In a module of my application, a complex query is very slow. It needs about 5 seconds because the application gets data from nearly 10 tables. Most of the 10 tables are not updated often. Therefor I decided to use cache for the 10 tables.
Software: Spring+hibernate
ehcache is the default cache for hibernate.
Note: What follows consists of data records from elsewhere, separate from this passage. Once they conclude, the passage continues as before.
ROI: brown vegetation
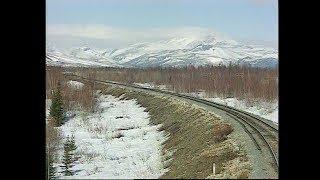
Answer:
[69,65,278,101]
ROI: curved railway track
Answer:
[68,74,279,171]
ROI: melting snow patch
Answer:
[68,81,84,89]
[56,95,166,179]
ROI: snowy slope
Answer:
[49,95,166,179]
[47,35,278,67]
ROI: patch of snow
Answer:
[67,81,84,89]
[56,95,166,179]
[182,90,279,124]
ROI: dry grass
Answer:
[46,67,96,111]
[104,85,250,179]
[46,118,62,154]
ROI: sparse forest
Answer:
[73,65,278,102]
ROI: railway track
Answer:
[68,74,279,171]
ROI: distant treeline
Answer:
[64,65,278,101]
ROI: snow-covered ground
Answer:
[207,98,279,124]
[67,81,84,89]
[48,95,167,179]
[186,91,279,124]
[135,83,279,124]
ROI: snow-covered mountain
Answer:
[47,35,278,67]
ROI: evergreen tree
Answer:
[61,137,74,176]
[47,153,56,180]
[50,88,64,126]
[69,135,77,151]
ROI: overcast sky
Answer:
[46,0,278,48]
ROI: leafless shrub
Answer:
[46,118,62,154]
[112,131,124,138]
[69,65,278,101]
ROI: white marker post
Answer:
[212,163,216,175]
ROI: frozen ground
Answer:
[48,95,166,179]
[135,83,278,124]
[188,91,278,124]
[68,81,84,89]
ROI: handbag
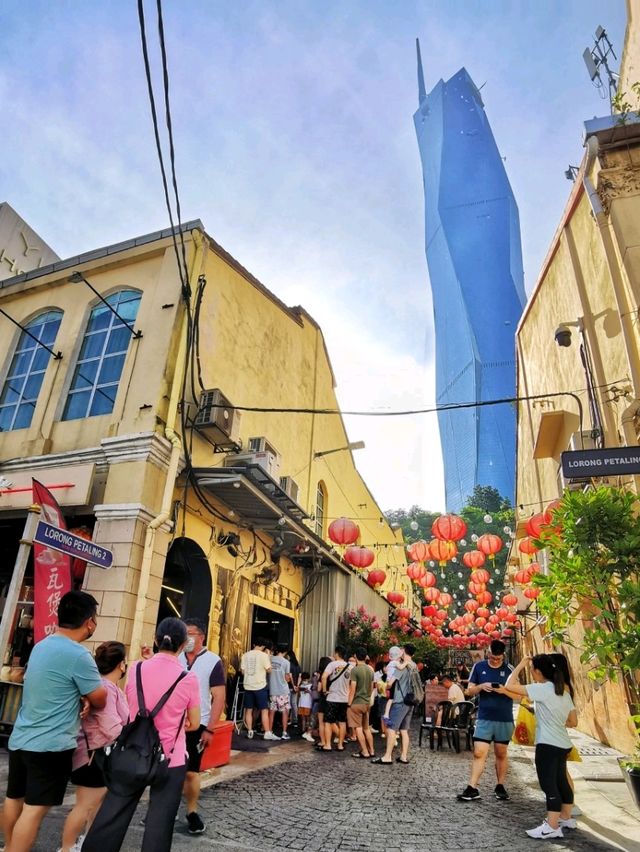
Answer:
[511,703,536,745]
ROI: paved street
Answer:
[21,728,615,852]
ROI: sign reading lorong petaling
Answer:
[33,521,113,568]
[560,447,640,479]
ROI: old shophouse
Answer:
[0,221,409,704]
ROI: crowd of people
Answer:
[3,591,577,852]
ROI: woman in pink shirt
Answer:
[82,618,200,852]
[60,642,129,852]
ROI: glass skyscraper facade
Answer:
[414,47,526,512]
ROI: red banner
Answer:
[32,479,71,642]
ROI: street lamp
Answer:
[313,441,364,459]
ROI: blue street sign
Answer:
[33,521,113,568]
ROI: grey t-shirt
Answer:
[269,655,291,695]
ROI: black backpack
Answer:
[103,663,187,796]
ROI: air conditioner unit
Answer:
[224,450,280,482]
[280,476,300,503]
[194,388,240,444]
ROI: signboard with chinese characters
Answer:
[33,521,113,568]
[560,447,640,479]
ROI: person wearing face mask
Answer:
[3,591,107,852]
[58,642,129,852]
[178,617,226,834]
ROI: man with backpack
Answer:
[371,645,424,766]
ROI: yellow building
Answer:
[516,15,640,749]
[0,221,410,684]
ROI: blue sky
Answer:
[0,0,625,509]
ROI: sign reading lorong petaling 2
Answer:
[33,521,113,568]
[560,447,640,479]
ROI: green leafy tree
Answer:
[535,487,640,713]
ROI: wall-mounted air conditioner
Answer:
[194,388,240,444]
[280,476,300,503]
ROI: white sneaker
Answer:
[527,819,564,840]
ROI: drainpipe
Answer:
[582,141,640,486]
[129,231,204,656]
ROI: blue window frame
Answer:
[0,311,62,432]
[62,290,141,420]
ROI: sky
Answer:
[0,0,625,510]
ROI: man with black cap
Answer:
[457,639,514,802]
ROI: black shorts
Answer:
[71,748,107,790]
[187,725,207,772]
[324,701,347,725]
[7,749,74,805]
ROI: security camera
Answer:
[555,325,571,346]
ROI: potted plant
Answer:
[618,716,640,808]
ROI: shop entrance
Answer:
[251,606,293,648]
[158,538,211,624]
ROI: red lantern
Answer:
[367,568,387,589]
[407,539,430,562]
[328,518,360,544]
[526,512,546,538]
[477,533,502,560]
[470,568,491,583]
[344,545,376,568]
[431,515,467,541]
[518,536,540,556]
[418,571,438,589]
[407,562,426,580]
[429,538,458,565]
[462,550,487,571]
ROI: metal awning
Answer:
[193,465,352,573]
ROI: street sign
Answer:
[33,521,113,568]
[560,447,640,479]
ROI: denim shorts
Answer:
[473,719,515,745]
[387,701,413,731]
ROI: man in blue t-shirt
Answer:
[457,639,514,802]
[4,592,107,852]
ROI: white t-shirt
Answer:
[447,683,464,704]
[527,680,575,748]
[240,648,271,692]
[324,660,353,704]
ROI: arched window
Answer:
[62,290,141,420]
[0,311,62,432]
[316,482,327,536]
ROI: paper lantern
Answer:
[462,550,487,570]
[327,518,360,544]
[343,545,376,568]
[431,515,467,541]
[477,533,502,561]
[367,568,387,589]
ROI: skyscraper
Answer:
[413,45,526,511]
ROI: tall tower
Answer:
[413,44,526,511]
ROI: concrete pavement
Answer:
[0,731,640,852]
So I choosen it.

Step1.  Modify ehcache.xml in /webroot/web-inf/classes. the content is below:
            
           <ehcache>
                <diskStore path="java.io.tmpdir" />
                <defaultCache maxElementsInMemory="10000" eternal="false"
                    overflowToDisk="true" timeToIdleSeconds="120" timeToLiveSeconds="120"
                    diskPersistent="false" diskExpiryThreadIntervalSeconds="120" />
            </ehcache>


Step2. Configure applicationContext-hibernate.xml in the spring framework.
             .....
            <bean id="sessionFactory" class="org.springframework.orm.hibernate3.LocalSessionFactoryBean">       
                 .....
                     <prop key="connection.provider_class">org.hibernate.connection.C3P0ConnectionProvider</prop>
                    <prop key="hibernate.cache.use_query_cache">true</prop>
                    <prop key="hibernate.cache.provider_class">org.hibernate.cache.EhCacheProvider</prop>

                 ...
            </bean>

Step3. Configure the hibernate mapping file(ie. *.hbm.xml), add a new attribute:
            <cache usage="read-only"/>

Step 4. Change the dao. Before it retireves data, it will be asked to use cache, for example:
                   getHibernateTemplate().setCacheQueries(true);
               or
                   query.setCacheable(true)

Now, everything looks very good. It only need less than 1 second to get all the data. Much faster than before.